On June 28 at the Mayoral Forum, both Derek Kawakami and Mel Rapozo were asked directly if they were going support the affordable housing resolution proposed by JoAnn Yukimura. The resolution, if passed on Wednesday, would appear on the fall ballot giving the voters an opportunity to decide whether or not 3 percent of the existing real property tax (about $4.3 million) should be used for affordable housing on Kauai. The resolution does not propose any increase in real property taxes.
Both mayoral candidates said they would NOT be supporting the affordable housing resolution. Both candidates claim, in their campaigns, to care about affordable housing. Do they really care if they are not willing to let voters decide on the proposed charter amendment? Both candidates cited lack of money as the problem and committing 3 percent to affordable housing would cause budget problems.
This is inconsistent with the record established when the last budget was passed. In the last budget session, vacation rental property tax was increased, adding more than $4 million to the 2018-19 budget year. (May 30 County Council meeting.)
The annual 3 percent commitment would create a fund that would grow and become a source of credit and seed money for other private public partnerships like the one recently finalized for 134 units in Koloa.
During the budget meetings this year, the council had a windfall of $12 million, six months of the new ½ percent increase in the General Excise Tax (GET). Next year they’ll get double that amount as there will be 12 months of the new ½ percent GET. There were three one-time funding awards in the budget: $750,000 for restrooms at Vidinha Stadium, replenishment of the Open Space Fund and a replenishment of the Emergency Fund used to cover flood costs.

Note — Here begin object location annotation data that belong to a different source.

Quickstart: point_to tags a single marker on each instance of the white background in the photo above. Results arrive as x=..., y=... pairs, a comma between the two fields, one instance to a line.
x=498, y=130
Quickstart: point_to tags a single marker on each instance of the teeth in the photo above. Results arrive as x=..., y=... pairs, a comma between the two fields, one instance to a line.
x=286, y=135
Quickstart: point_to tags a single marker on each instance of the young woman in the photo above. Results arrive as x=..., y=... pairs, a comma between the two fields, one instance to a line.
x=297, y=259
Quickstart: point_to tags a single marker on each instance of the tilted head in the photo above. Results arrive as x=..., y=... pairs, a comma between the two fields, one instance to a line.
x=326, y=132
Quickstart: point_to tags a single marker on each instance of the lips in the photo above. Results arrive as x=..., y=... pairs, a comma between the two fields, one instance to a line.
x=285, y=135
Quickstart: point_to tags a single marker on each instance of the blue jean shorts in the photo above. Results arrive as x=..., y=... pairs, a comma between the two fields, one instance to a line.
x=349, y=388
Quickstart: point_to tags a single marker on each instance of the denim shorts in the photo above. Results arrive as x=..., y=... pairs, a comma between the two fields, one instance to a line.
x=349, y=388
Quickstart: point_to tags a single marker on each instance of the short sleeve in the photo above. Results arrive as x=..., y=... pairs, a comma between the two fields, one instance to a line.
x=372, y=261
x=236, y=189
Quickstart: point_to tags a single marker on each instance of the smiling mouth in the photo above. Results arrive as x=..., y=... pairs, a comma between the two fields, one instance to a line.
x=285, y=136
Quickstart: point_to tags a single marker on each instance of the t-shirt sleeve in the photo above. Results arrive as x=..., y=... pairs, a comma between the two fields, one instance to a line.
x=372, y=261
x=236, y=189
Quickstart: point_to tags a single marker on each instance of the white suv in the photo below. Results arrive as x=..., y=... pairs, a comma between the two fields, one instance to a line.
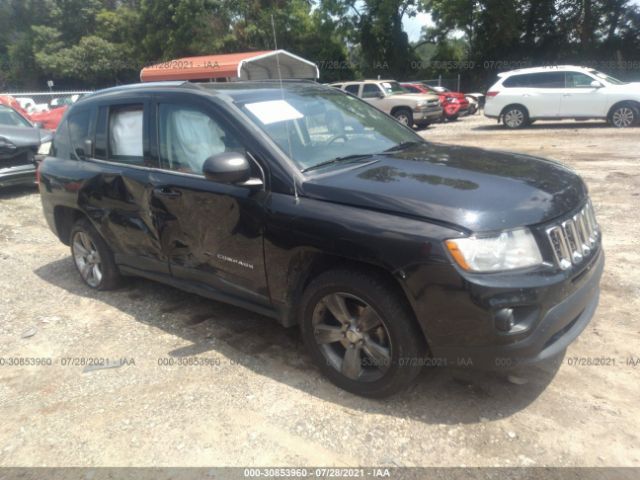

There are excesses in other areas. Monies are allocated for salaries of job positions the county has not filled. Some have been vacant for over four years but continue to be funded each year. At the end of December, the money for these unfilled positions from the prior tax year is returned to the county as a surplus. The head of the Department of Public Works was allocated more funds than he even requested. The Mayor’s Office has 17 employees, as does Human Resources; this seems like overkill.
Over the last 10 years, the population of Kauai has grown by less than 2 percent annually. The county government has grown by 7 percent annually. To make matters worse, during this last budget session, our mayor gave county employees two additional administration days off with pay. The mayor’s rationale was that they hadn’t gotten any additional paid days off in several years. As it is, between sick days, federal holidays, Hawaiian holidays, vacations and administration days, the county employees get approximately two months off with pay per year.
In the budget the council funded $1.2 million for affordable golf. I have a problem with affordable golf being funded before affordable housing. Does the affordable golfing rate need to be so low? I know many well-to-do men that golf at the county golf course. Maybe there should be a sliding scale for those that qualify. Only those who truly can’t afford golfing will want to bother with filling out the necessary paperwork to receive the lowest rate.
It appears there is plenty of money to cover the 3 percent for affordable housing if they quit growing the government and thinned out the number of employees by attrition and eliminating the nearly 100 job positions funded but unfilled.
Send your favorite councilmembers an email letting them know you want them to approve the affordable housing resolution so that you get the opportunity to vote on it. When it comes time to vote for the next mayor, remember who wants you to have the right to vote on funding affordable housing and who doesn’t.
Eileen Kechloian is a resident of Koloa.